The Australian federal government has abandoned plans to enact legislation which would enable the implementation of a controversial mandatory national Internet filter, opting instead to apply a ban to accessing a finite list of websites.
The highly-contested, original plans – initiated in 2007 by then-PM Kevin Rudd – involved implementing a filter which would block access to websites deemed ‘RC’ (refused classification) such as those promoting extreme violence, rape or child abuse.
The real dangers of the plan, however, quickly became evident – what would be censored and who would control what was censored? Other criticisms inevitably followed concerning issues of transparency and accountability, and many said the plan was impractical and costly to carry out.
Experts argued that it would not even serve its purpose, as those who wanted to could bypass the technical aspects of Internet filtering in a process known as censorship circumvention while others would have access to innocuous sites blocked.
The plans also raised the alarm with international non-government organisation Reporters Without Borders, who added Australia to its list of ‘Countries under surveillance’ in 2009, where it appeared alongside more politically repressive countries like Tunisia and Egypt.
In its 2011 report on 'Internet Enemies', the organisation expressed “concern at the government’s readiness to create a repressive Internet filtering system which would be managed in a non-transparent manner by a government agency based on very broad criteria”.

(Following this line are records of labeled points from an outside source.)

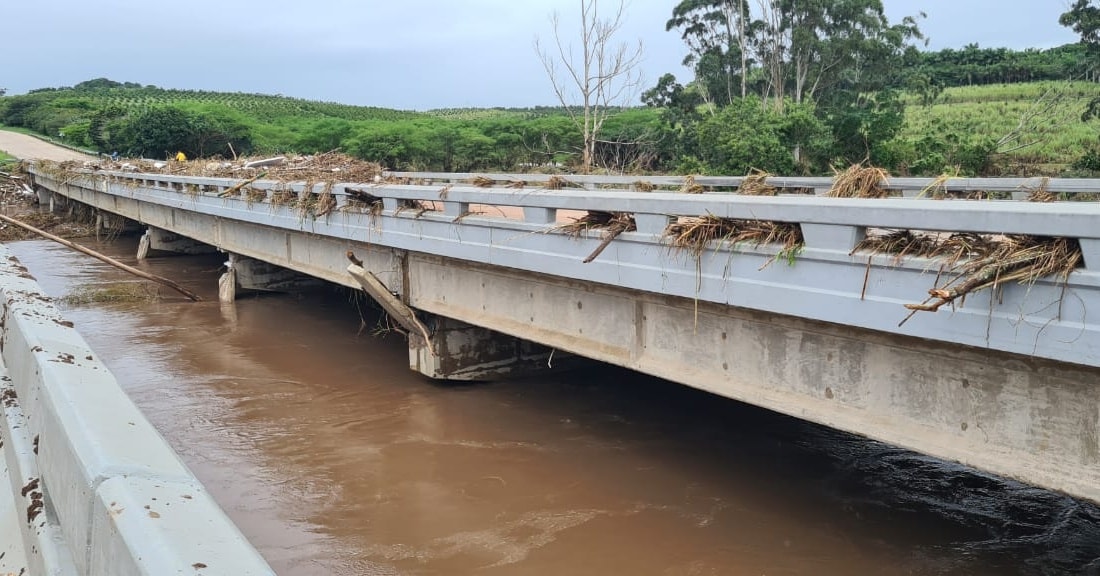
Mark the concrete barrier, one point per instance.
(95, 488)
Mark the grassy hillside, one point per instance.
(1045, 113)
(964, 126)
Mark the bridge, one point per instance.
(488, 278)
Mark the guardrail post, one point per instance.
(540, 216)
(651, 223)
(829, 236)
(455, 209)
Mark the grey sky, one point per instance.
(408, 54)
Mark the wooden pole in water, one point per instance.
(141, 274)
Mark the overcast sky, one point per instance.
(407, 54)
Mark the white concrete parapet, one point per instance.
(95, 488)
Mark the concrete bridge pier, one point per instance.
(164, 241)
(252, 275)
(111, 223)
(55, 201)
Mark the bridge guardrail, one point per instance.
(102, 491)
(824, 279)
(827, 223)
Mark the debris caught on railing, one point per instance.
(611, 223)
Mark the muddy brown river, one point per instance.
(333, 458)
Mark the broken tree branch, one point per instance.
(141, 274)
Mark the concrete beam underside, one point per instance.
(1036, 421)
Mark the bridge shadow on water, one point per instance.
(944, 517)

Communications Minister Stephen Conroy today confirmed to Fairfax Media that the government will instead use a simpler approach and ban a finite blacklist of child abuse sites identified by Interpol, which is regularly updated.

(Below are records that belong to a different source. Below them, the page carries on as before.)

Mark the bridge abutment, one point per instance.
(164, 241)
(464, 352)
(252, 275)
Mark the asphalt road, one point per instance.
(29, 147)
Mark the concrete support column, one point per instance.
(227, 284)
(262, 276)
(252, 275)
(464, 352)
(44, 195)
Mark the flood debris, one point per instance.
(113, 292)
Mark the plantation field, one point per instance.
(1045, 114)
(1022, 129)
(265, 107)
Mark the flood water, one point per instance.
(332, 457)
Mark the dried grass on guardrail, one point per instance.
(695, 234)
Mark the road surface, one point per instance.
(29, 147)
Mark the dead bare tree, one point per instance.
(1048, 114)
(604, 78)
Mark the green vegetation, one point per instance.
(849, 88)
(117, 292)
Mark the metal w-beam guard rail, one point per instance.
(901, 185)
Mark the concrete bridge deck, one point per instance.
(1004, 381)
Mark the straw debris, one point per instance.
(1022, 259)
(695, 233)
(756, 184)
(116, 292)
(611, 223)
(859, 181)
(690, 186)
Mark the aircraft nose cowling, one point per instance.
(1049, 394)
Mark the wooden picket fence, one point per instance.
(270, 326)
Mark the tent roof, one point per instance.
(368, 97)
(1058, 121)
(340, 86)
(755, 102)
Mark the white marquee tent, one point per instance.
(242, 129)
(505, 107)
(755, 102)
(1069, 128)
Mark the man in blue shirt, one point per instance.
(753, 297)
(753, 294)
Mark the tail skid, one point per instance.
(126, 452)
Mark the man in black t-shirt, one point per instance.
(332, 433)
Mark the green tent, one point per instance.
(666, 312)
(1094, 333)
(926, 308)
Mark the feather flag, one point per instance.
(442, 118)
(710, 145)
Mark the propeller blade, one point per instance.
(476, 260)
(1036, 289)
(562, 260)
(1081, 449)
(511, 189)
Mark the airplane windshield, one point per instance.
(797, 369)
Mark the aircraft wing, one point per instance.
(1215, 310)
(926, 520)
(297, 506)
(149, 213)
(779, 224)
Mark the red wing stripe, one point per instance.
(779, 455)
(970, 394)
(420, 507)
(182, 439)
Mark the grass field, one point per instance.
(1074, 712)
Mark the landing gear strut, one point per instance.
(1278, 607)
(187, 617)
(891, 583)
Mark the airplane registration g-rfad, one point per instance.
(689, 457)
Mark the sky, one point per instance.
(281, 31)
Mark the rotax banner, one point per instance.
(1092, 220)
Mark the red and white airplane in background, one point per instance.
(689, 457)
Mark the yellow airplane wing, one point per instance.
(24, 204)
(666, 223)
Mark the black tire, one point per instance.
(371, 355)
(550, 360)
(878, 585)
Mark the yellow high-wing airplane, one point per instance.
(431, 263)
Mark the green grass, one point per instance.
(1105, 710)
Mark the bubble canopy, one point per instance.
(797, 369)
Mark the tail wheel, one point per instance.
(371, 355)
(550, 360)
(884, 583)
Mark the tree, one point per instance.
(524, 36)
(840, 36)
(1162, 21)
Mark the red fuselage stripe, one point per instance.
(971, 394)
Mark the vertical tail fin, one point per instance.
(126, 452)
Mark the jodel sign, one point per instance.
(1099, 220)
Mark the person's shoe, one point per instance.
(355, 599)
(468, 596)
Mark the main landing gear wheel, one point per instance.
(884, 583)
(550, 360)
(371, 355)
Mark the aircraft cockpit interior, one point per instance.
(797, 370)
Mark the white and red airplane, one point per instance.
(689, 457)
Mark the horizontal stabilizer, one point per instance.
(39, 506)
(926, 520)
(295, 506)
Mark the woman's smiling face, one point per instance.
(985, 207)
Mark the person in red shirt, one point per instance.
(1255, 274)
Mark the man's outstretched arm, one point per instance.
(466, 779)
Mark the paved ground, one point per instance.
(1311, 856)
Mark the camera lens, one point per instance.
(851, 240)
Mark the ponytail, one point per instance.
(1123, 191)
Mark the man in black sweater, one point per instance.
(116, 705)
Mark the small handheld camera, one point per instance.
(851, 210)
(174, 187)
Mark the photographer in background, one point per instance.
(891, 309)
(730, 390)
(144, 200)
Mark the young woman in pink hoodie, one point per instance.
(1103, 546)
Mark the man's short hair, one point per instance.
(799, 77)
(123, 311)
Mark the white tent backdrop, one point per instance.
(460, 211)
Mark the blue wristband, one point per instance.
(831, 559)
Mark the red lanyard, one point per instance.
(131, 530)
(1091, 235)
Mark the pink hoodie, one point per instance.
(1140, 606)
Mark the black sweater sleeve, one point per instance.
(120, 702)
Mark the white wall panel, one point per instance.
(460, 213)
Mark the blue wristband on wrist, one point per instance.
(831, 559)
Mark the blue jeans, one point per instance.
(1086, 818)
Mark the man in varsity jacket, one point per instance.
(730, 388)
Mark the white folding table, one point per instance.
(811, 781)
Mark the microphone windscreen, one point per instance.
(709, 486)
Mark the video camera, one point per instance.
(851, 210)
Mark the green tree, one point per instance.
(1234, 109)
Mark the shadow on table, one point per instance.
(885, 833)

Civil rights group Electronic Frontiers Australia (EFA) through its Open Internet campaign, was one of many that campaigned vigorously against the policy, instead advocating more proportionate technical responses.
“Top-down, one-size-fits-all approaches to dealing with these challenges, such as the government’s now-abandoned mandatory Internet filter, are not appropriate, nor likely to be effective in terms of outcomes or value for money,” the group claimed today.
Saudi Arabia and the United Arab Emirates (UAE) are among a number of countries who use national Internet filters, but they also publish detailed information about their practices. A notification is displayed to the user when attempting to access a blocked website.
In contrast, countries such as China send users a false error indication. China blocks access at the router level, preventing the user’s IP address from making further HTTP requests for a time, which appears to the user as time-out error with no explanation.
The European Court of Justice has previously ruled that Internet filtering undermines freedom of information, and as such Internet filtering is illegal under EU law.